Lu Hou Tsai, senior vice president of operations for Imperial Pacific Holdings Ltd. (IP), has confirmed that the company is moving forward with plans to build a permanent casino resort on the island of Saipan. The statement comes at the same time that Imperial Pacific announced that it is going after Bloomberg and two of the media outlet’s reporters over a series of critical articles regarding the company.
In an interview with GGRAsia, Tsai said, “This project will go through. We are working diligently to get the hotel up, because once the hotel is up, that will further assist us in increasing our cash flow.”
IP has been working on the Imperial Pacific Resort for some time, but has had a series of setbacks along the way. Nonetheless, the company’s final design for 350 hotel rooms and 15 villas is progressing forward.
“It’s not conducive to business when you have customers staying at ‘this hotel, that hotel,'” noted Tsai, referring to the present need to accommodate its existing gambling customers in other hotel properties. “Right now, we have over 1,000 construction workers on site, and our construction company is a U.S.-based construction company.”
The latter comment was a direct response to concerns that the company had not been adhering to its construction agreement.

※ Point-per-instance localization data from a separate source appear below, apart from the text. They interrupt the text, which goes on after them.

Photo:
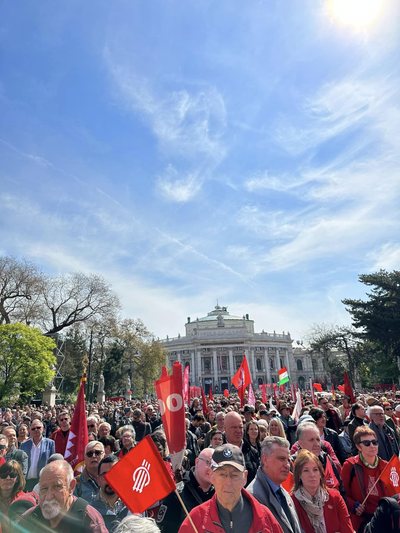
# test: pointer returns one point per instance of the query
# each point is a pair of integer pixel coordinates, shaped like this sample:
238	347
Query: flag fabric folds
141	478
283	376
391	476
348	389
78	433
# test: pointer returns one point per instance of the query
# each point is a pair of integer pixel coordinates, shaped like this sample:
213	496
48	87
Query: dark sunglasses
368	443
11	475
91	453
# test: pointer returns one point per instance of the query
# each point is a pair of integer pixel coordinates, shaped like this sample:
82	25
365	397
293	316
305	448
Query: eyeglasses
91	453
11	475
207	461
368	443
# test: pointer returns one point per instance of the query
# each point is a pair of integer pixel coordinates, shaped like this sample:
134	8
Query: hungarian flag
242	379
169	390
283	376
391	476
141	478
348	389
78	433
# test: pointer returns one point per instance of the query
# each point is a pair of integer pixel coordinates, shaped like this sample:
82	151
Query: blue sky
195	151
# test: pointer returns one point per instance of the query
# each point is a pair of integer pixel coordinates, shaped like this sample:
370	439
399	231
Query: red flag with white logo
242	379
78	433
170	399
391	477
141	478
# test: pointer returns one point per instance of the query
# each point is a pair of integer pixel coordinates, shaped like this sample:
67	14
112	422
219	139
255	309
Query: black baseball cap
228	455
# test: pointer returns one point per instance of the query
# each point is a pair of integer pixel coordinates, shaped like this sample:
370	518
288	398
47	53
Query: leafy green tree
378	317
26	360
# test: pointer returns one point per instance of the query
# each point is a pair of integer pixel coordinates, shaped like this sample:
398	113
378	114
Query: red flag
204	402
242	379
78	433
391	476
288	484
348	389
141	478
186	384
210	395
169	395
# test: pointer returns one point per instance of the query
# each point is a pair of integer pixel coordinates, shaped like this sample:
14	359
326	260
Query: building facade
214	346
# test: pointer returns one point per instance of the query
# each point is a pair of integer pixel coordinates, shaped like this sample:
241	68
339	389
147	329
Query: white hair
137	524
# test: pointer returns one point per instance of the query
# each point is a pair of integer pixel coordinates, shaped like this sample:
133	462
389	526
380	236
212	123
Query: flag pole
186	511
373	486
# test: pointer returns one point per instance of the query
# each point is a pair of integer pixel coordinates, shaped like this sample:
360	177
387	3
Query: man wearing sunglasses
88	482
387	442
60	435
38	450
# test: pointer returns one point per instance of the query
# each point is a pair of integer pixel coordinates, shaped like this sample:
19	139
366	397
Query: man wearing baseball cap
232	508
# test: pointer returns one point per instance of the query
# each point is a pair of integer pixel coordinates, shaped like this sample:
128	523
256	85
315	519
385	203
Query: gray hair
59	464
94	443
137	524
268	444
303	427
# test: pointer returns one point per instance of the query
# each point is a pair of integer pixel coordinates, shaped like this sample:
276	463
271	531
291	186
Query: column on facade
277	360
267	365
215	368
231	371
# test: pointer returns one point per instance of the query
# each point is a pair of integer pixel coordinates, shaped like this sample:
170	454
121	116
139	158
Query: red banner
172	409
78	433
141	478
186	377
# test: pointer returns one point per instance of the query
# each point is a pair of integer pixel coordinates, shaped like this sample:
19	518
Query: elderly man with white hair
88	482
58	509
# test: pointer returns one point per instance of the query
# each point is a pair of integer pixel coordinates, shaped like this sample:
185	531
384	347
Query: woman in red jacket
360	475
320	510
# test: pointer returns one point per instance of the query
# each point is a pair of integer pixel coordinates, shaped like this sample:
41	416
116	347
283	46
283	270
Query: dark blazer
262	491
47	448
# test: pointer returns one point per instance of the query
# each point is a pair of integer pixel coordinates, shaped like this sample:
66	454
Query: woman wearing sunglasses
12	484
360	474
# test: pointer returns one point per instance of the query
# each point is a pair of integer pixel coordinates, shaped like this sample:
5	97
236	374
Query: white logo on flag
394	477
141	477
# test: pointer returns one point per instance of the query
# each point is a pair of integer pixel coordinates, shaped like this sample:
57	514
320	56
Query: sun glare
359	14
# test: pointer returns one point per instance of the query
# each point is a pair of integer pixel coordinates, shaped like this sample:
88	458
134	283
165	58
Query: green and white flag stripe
283	376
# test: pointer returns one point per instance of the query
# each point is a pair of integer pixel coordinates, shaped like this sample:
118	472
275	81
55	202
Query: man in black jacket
196	489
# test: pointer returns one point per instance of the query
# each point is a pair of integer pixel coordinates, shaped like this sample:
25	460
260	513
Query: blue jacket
47	448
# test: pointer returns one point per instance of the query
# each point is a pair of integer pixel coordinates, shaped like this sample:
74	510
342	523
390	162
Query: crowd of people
245	469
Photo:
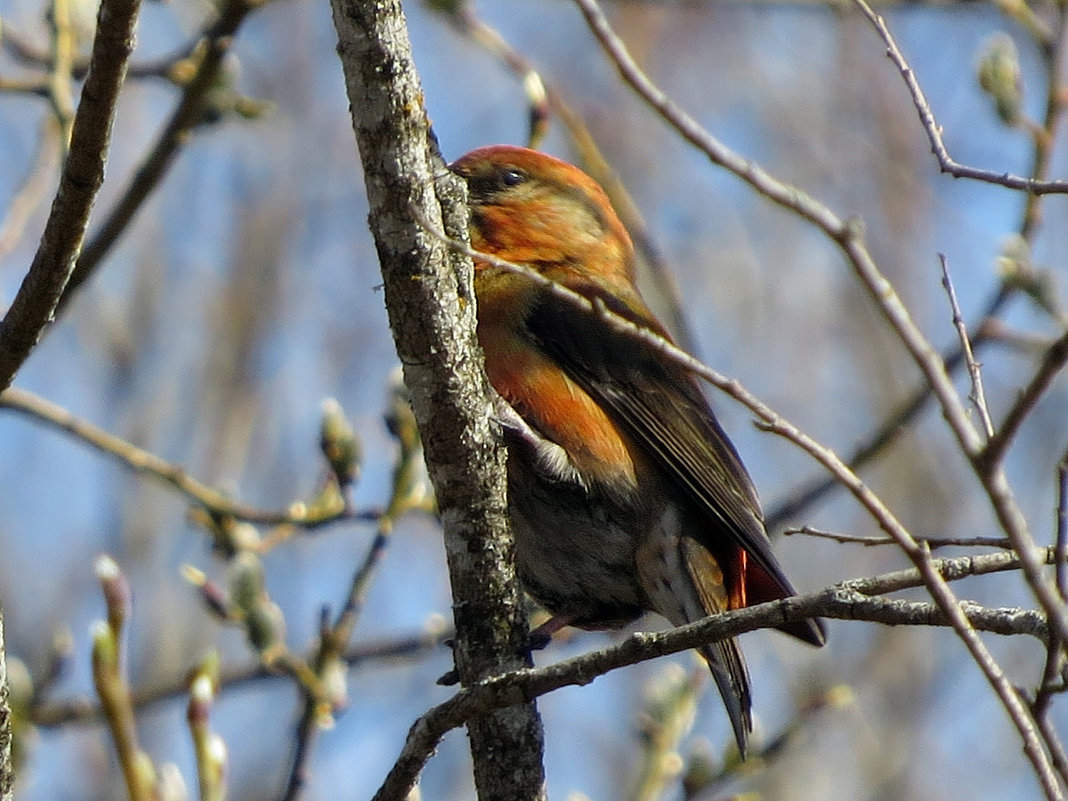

According to the IP executive, OSHA gave the company its blessing, “so we are 100 percent good to go as far as ramping up our construction efforts are concerned.”
In accordance with its agreement for a casino license on the U.S. territory, IP must have an “initial gaming facility” in place by the end of August. That facility is required to have a gaming floor measuring 152,201 square feet (14,140 square meters), 329 hotel rooms, food and retail outlets and a meeting space. However, the operator requested an extension of the deadline due to construction delays.
Meanwhile, IP has sued Bloomberg and the two reporters, Matthew Campbell and K Oanh Ha, in a Hong Kong court. According to the media outlet Marianas Variety, the High Court of Hong Kong’s Court of First Instance has issued a writ to Bloomberg, which was named the first defendant in the lawsuit.
IP claimed that it was the subject of erroneous and misleading reports that began in February. Bloomberg reported that IP was guilty of influencing local officials in order to be granted the casino license and that the main offices of IP had been raided by the FBI, a claim repeatedly denied by IP executives.